The UV BIOS goes to considerable effort to get the TSC synchronization
accurate across the entire system.  Included in that are multiple chassis
that can have 32+ sockets.  The architecture does support an external
high resolution clock to aid in maintaining this synchronization.

The resulting TSC accuracy set by the UV system BIOS is much better
than the generic kernel TSC ADJUST functions.  This is important for
applications that read the TSC values directly for accessing data bases.

*   Patch 1 disables an assumption made by the kernel tsc sync functions
    that Socket 0 in the system should all have a TSC ADJUST value of
    zero.  This is not correct when the chassis are reset asynchronously
    to each other so which TSC's should be zero is not predictable.

*   Patch 2 prevents the kernel from attempting to fix the TSC if the
    system BIOS has determined that the TSC is not stable.  This prevents
    a slew of useless warning messages.

*   Patch 3 eliminates another avalanche of warning messages from older
    BIOS that did not have the TSC ADJUST MSR (ex. >3000 msgs in a 32
    socket Skylake system).  It now notes this with a single warning
    message and then moves on with fixing them.

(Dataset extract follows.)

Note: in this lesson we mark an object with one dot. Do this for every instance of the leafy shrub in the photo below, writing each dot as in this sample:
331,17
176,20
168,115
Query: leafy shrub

*   Patch 4 puts in a facility to disable ART if the art to tsc conversion
    factor is not constant for all sockets.

*   Patch 5 puts a new check in the UV system init to check this new BIOS
    flag that displays the result of the TSC synchronization phase.  Three
    possible states are available, "sync is valid", "sync is unstable", or
    TSC sync state is unavailable in this BIOS.  In the later case, the
    UV kernel init reverts to prior assumptions about TSC sync state.